第47話 師弟
「起きなさい!今日から買い出しの付き添いはディアとロディにお願いするね。仮想体で入る体は作っておいたから。早く行かないと大将たちが待っているからね。」
突然理解できないことを念話で言われた。
私はお姉ちゃんの体で眠っていてロディは魔力器に戻ってるはず。
あれ…、いつの間にか体の人格がお姉ちゃんに代わってる。
いつもの場所で寝ていたみたい。
仮想体で体の外に出たらベッドの上に私とロディの人形があった。中を見ると魔石も臓器もない。お姉ちゃんの魔力で満たされてるだけの人形だった。
何で魔力が漏れてないのかな…。
仮想体だと皆が姿を見ることができないから用意してくれたと思うんだけどね。
横を見るとロディも固まってた。その気持ちはよく分かる…。
「仮想体を体の中の魔力に馴染ませなさい。早く動く!」
声がしたから後ろを見るとお姉ちゃんが腕を組んで立ってた。
「分かったよ!」
「はい。分かりました!」
人形の中に入ると自分が溶けて広がってくような感覚だった。その感覚が止まったときに体を起こしてみた。仮想体の自分が飛び出ると思ったら人形が起きた。
部屋にある鏡で目や口を動かしてみた。
笑えばいいのかな…。
人形のリュウより自然な表情だよ。それに人形の口が開いて声まで出せた。
手も足も動くし能力も使えるみたい。
おかしなことが多すぎて頭が麻痺してる感じだよ。
「お姉ちゃん、この声は誰でも聞こえるの?」
「当然でしょ。念話で話すつもりだったの?魔力の無駄遣いだし買い物できないよ。
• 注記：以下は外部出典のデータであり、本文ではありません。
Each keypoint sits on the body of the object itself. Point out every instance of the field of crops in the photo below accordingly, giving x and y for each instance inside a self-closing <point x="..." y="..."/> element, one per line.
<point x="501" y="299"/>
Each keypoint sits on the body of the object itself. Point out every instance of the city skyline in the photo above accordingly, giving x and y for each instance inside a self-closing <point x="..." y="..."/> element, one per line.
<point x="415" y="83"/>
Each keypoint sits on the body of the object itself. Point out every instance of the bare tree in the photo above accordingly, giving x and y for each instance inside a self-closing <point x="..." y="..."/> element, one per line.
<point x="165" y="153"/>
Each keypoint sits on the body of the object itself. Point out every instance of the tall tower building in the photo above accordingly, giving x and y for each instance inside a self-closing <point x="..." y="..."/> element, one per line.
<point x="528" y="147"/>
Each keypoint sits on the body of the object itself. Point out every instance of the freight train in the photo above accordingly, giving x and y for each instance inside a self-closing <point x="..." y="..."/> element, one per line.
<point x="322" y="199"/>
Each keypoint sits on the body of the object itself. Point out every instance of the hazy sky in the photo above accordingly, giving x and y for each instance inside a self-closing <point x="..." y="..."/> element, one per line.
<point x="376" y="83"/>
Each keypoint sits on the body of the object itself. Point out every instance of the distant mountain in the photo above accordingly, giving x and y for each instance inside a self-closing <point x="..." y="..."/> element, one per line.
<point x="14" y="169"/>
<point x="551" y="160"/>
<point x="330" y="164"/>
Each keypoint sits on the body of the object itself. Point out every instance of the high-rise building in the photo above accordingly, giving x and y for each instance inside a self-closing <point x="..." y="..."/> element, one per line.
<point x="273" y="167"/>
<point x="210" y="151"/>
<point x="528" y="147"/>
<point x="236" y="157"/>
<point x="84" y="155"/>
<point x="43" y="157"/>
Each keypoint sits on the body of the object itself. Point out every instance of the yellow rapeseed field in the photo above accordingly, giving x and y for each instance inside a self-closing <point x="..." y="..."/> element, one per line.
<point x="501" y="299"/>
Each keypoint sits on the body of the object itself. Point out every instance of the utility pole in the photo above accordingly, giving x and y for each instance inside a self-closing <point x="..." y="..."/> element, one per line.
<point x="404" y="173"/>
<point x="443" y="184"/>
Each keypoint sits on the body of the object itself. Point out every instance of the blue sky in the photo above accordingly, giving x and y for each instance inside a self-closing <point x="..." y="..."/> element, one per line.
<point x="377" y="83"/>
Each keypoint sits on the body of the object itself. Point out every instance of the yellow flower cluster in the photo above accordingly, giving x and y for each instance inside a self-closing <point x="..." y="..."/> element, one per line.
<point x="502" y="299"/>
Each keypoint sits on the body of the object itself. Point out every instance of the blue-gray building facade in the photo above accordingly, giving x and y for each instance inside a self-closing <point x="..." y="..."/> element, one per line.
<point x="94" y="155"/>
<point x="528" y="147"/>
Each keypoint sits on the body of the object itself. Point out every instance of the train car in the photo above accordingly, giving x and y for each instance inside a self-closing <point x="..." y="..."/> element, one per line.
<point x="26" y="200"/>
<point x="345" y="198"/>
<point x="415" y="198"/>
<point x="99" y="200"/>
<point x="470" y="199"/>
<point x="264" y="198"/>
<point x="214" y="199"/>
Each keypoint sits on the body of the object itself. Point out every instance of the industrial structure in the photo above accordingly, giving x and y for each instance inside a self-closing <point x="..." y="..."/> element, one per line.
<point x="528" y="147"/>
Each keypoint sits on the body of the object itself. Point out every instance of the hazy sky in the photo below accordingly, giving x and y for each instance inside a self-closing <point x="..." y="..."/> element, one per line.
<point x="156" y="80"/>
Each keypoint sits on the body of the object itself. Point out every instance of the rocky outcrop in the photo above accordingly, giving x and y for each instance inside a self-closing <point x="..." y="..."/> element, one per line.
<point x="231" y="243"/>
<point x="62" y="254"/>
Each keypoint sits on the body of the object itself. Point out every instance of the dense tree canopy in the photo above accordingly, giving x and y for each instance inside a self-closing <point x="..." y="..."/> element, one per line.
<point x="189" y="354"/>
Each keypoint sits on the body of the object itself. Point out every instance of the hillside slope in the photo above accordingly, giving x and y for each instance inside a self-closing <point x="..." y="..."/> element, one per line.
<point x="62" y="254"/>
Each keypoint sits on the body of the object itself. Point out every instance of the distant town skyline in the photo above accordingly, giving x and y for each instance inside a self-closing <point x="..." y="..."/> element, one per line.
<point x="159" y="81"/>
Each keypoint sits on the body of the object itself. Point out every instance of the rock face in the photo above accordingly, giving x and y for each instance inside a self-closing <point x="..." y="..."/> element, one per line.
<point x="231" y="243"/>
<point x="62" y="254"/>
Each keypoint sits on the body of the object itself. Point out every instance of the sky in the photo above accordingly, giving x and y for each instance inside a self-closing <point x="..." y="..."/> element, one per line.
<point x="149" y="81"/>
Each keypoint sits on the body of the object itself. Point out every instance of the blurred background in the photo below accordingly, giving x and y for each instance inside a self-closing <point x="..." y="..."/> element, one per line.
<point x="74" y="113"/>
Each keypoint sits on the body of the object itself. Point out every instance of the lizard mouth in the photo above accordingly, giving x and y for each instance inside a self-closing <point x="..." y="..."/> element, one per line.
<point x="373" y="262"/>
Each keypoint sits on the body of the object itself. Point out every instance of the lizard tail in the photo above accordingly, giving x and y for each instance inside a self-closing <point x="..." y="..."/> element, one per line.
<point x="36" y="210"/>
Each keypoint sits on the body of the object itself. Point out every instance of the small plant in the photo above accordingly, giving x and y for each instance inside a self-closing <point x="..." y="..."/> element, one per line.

」
「クロア、これはどのように作ったのですか?」
驚きすぎて当然の疑問が思い浮かばなかったよ。
念話が魔力の無駄遣いなんだ。この人形は凄い無駄遣いだと思うと言いたいけど怖い。
「能力を使えるようにした私の分身だよ。魔力は索敵から供給されるから危険なときは躊躇うことなく全力を出しなさい。」
お姉ちゃんの分身ではないよ。
私とロディだからね…。
索敵から魔力を得ることができるのも理解できない。
「いつまで固まっているの。お金は予め服のポケットか体の中に入れておきなさい。今日は忙しくなるのかもしれないからね。ディアは大将たち。ロディはコリーたちだよ。早く行きなさい!」
「何で今日は忙しいの?どの程度のお金が必要か分からないよ。」
ニョロを潰した翌日の早朝だよ。
陽が出るまでに頑張って終わらせたばかりだよ。お姉ちゃんは男性恐怖症だし精神的に辛いから残るのは分かるけど忙しい理由までは分からない。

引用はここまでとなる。